Saturday, July 31, 2010

Do you Cindy take Helen?: I posted my opinion about a letter on another blogging news site which involved the topic of homosexual marriage. I wrote the following:

The entries about gay marriage on this site seem to be less negative. More are positive toward homosexual marriages and they do well articulating evidence to back up their opinions. I possibly am in error but I believe this issue is losing steam for a number of reasons: (1) there are many more important issues to address like the economy, war, and oil (2) the generation emerging is MUCH more accepting of alternative lifestyles and homosexuality in general because homosexuals are more visible. (3) The younger generation knows more gay people and more gays have come out within their own families than ever before. It is obvious homosexuality is a universal phenomenon. It appears in all cultures and in other species as well. It is a sexual variation NOT a pathology and through science the courts are able to see that the major ingredients in the successful raising of children are the LOVE, caring and support of them they receive in the home.
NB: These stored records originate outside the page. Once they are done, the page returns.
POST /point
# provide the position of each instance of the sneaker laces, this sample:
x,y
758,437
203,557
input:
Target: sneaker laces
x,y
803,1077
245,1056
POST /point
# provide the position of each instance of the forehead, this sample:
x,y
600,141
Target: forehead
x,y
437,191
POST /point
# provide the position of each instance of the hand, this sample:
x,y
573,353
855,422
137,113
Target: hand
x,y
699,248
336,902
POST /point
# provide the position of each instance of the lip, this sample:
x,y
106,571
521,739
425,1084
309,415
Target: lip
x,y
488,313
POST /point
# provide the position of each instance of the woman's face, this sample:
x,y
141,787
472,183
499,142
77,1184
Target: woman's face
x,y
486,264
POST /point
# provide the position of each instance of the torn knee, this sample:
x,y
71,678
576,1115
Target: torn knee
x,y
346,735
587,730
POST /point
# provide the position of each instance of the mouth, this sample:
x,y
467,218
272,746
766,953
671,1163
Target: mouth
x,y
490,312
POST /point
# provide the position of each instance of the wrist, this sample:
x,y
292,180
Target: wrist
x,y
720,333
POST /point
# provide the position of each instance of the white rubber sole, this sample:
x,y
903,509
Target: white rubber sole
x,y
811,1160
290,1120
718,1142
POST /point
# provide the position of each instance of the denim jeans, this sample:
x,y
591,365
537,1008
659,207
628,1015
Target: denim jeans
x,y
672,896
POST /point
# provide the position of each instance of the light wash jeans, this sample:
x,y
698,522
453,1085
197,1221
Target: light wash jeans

Many pathological heterosexual marriages spawn troubled, dysfunctional, and psychologically impaired children. Heterosexuality is NO yardstick for good parenting. In fact, because homosexuals have to go out of their way to have children, the children are wanted and are not simply conceived after frivolous activity. Moreover, I submit, while abuse exists among gays, it does so less often because the relationship between the partners is biologically more equal. Simply put, men are stronger than woman and easily can abuse them and do.
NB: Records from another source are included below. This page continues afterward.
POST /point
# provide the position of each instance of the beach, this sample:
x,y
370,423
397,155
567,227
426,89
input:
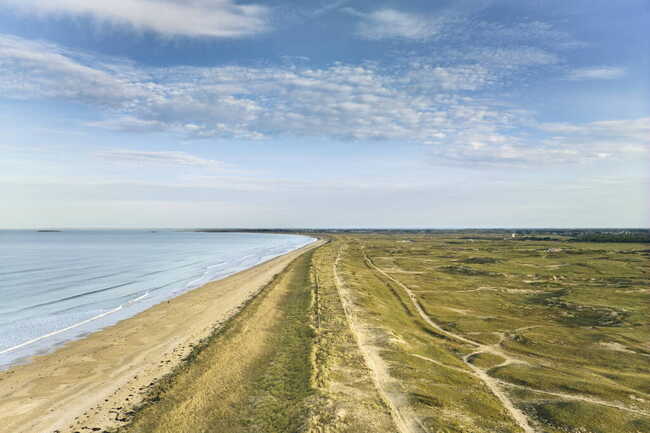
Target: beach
x,y
90,382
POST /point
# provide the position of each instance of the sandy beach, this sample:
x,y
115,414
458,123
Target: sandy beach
x,y
90,384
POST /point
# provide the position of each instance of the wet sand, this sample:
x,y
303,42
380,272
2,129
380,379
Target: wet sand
x,y
93,383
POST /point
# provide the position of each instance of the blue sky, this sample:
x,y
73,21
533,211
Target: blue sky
x,y
220,113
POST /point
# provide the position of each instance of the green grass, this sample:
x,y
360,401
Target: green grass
x,y
576,314
252,376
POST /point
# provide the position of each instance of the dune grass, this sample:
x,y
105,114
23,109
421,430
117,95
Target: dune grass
x,y
251,376
573,316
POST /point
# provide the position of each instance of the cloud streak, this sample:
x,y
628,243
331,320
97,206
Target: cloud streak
x,y
172,158
211,18
597,73
419,101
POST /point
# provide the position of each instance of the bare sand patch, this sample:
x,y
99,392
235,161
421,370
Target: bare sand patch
x,y
96,381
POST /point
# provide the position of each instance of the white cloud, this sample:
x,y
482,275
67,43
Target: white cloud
x,y
597,73
160,157
215,18
393,24
418,102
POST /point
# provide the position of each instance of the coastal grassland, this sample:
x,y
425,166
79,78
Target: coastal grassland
x,y
561,328
433,381
254,375
348,401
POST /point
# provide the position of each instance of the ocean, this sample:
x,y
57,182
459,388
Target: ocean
x,y
60,286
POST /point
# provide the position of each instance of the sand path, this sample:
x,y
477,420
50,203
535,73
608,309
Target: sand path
x,y
517,415
495,385
93,383
403,416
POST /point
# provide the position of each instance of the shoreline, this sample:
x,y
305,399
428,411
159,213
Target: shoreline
x,y
64,335
88,379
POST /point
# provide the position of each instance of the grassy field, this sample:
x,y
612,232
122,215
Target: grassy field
x,y
252,376
428,333
561,329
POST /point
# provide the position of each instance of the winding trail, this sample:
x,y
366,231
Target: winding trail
x,y
402,414
495,385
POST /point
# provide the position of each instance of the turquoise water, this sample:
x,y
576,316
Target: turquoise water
x,y
59,286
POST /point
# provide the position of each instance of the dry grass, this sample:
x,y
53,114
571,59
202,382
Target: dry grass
x,y
252,376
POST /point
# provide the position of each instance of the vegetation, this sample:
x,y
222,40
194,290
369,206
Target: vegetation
x,y
562,328
251,376
475,333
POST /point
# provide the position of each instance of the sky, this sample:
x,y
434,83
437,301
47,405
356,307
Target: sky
x,y
311,113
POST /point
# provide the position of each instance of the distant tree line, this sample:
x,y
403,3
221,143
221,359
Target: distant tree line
x,y
643,237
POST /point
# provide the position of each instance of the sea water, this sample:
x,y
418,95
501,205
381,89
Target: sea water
x,y
58,286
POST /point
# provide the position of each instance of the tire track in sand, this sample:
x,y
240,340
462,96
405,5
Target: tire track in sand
x,y
517,415
402,414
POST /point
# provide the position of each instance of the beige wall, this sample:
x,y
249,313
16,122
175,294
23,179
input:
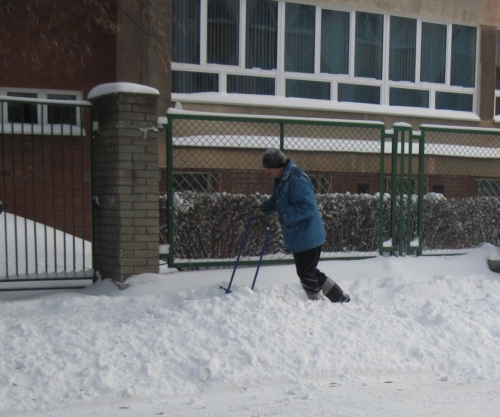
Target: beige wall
x,y
474,12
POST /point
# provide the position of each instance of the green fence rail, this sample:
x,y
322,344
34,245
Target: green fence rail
x,y
377,189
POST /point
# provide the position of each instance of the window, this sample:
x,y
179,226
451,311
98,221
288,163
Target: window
x,y
22,112
438,189
276,48
25,110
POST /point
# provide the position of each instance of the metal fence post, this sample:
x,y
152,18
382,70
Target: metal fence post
x,y
170,192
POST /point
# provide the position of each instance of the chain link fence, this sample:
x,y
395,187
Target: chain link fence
x,y
215,180
441,199
462,206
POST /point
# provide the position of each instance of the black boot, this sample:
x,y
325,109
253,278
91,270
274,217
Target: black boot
x,y
334,293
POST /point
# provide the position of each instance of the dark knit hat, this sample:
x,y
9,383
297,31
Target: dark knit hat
x,y
274,158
I will go out on a limb and say, generally, if one takes the factor of children OUT of the rationale for heterosexual marriage each sex has more in common with their own gender than they do with the opposite one. (Before anyone screams at me I KNOW this is not true for everyone.) One hears many women say I want a man to have the characteristics of my female best friend. She may not be attracted to women or want to sleep with them but women often like the qualities of other women better than they do the qualities of their own husbands or male partners.

The sexes are INTRINSICALLY and psychologically different and many would rather share, can share and do share those psychological intimacies with members of their own sex. The fact that heterosexuals are together is primarily biological for the making of children. Heterosexual reproduction reforms and evolves DNA weeding out the genetically mutant bad genes while keeping the good ones. It ensures biological variation and diversity of the species but it does NOT ensure the qualitative dimension of happiness.